Not sure I want to play with THAT again.


----------



## vlmarshall (Mar 7, 2010)

:big: Ha! :big: I just got the software-controlled spindle working. This task caused me much trouble a year ago when I tried it on the mill, only to burn out my mill's motor controller. Tomorrow I'll add a "Manual/Off/Computer" toggle switch to the Sherline's control box, neaten up the rest of the wiring, and calibrate the speed with a tachometer from work.

The last obstacle is the spindle index pulse...


----------



## 1hand (Mar 7, 2010)

Glad to hear your project is coming along great. I wish I wish I was there too, and have the knowledge to know what your talking about. :-\

Sooner or later this will all start making sense........I hope.

Matt


----------



## vlmarshall (Mar 7, 2010)

Thanks!



			
				1hand  said:
			
		

> Sooner or later this will all start making sense........I hope.



It will, you'll see. Get your Gecko, stick some steppers on the machine, everything else will come together one step at a time.


----------



## zeeprogrammer (Mar 7, 2010)

Vernon  said:
			
		

> The last obstacle is the spindle index pulse...

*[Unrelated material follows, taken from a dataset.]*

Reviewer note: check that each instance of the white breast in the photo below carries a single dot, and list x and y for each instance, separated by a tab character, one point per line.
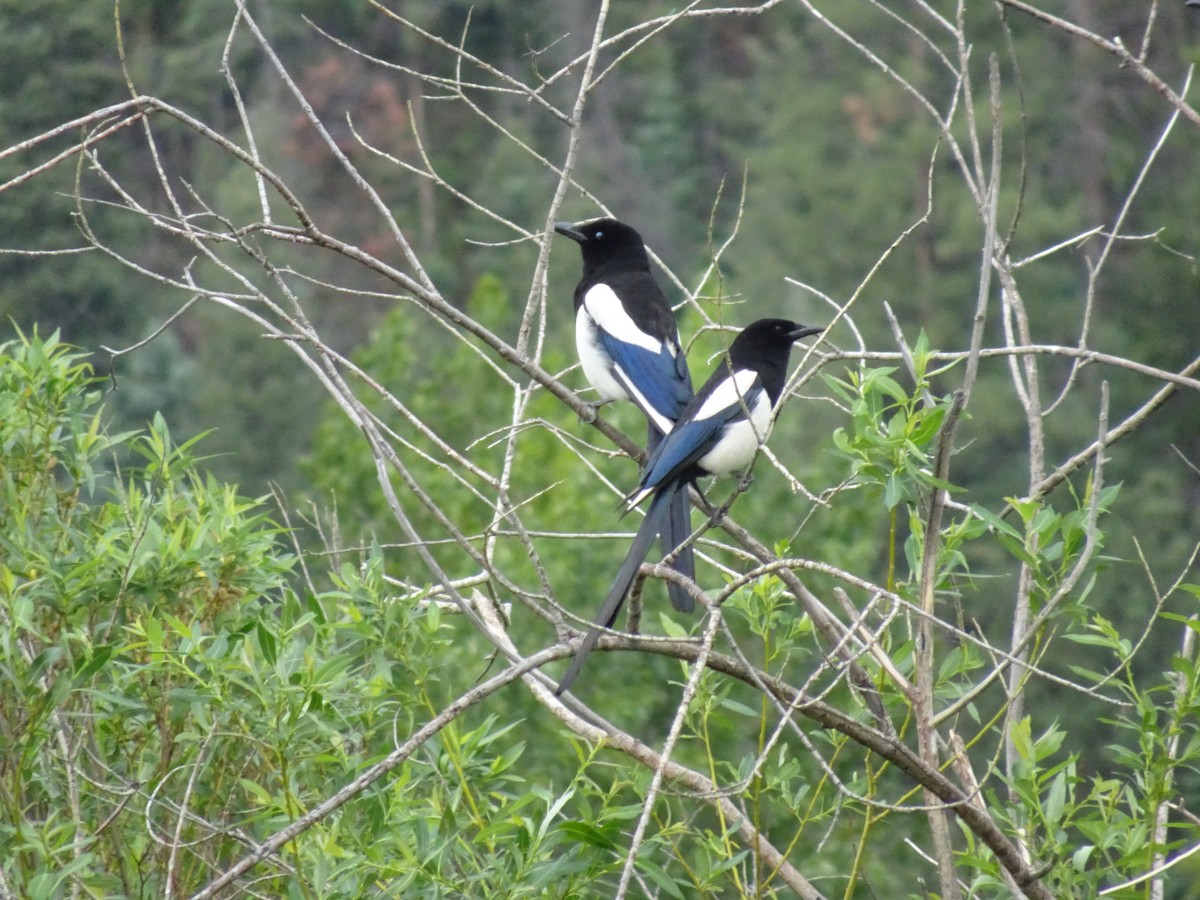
597	364
737	445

Last obstacle to...what? ;D

Naturally, I've been interested in knowing what the hold up is with my beer.


----------



## vlmarshall (Mar 7, 2010)

zeeprogrammer  said:
			
		

> Last obstacle to...what? ;D
> Naturally, I've been interested in knowing what the hold up is with my beer.



Arrrgghhhh....


----------



## vlmarshall (Mar 9, 2010)

Well, yesterday I got the spindle tuned to within 10rpm of commanded no-load speed, through the 0-3000RPM range. This assembly is going so much better than my mill did years ago. The boards from CNC4PC (breakout board, spindle speed, and spindle index cards) and Gecko stepper-motor drivers are in a completely different class from the old Xylotex system.


----------



## 1hand (Mar 9, 2010)

Vernon  said:
			
		

> and Gecko stepper-motor drivers are in a completely different class from the old Xylotex system.



Better?


----------



## vlmarshall (Mar 9, 2010)

Absolutely better. Not only does the higher voltage (48 vs 24) give more power and speed, but the Gecko has some internal programming called "midband resonance dampening" which kills the high-speed stalls common with other drives. Look on YouTube for Stepper Dampener or such, or I'll post a link here later, and you'll see a Xylotex machine locking up without "harmonic balancers" added to the stepper motors.
I've got 'em on my mill, and it does help some, but it's nothing like this lathe system.


----------



## Tin Falcon (Mar 9, 2010)

When I forst looked into cnc I was very tempted by the xlotech and it does get used sucessfully but I was wisely steered toward the gecko. The xloteck has a rep of being over or maginaly rated and easily gives up its magic smoke. It is rated for 24 volts not 25. IIRC I am running 36 in my gecko .
Tin


----------



## vlmarshall (Mar 9, 2010)

Xylotex has also made a revision, and refuses service (not just warranty, but SERVICE) on older boards like mine. needless to say, I don't have much faith in the thing now. I've been helping my parents build a CNC router for woodwork, and when they got that Gecko 540 I was just plain speechless. 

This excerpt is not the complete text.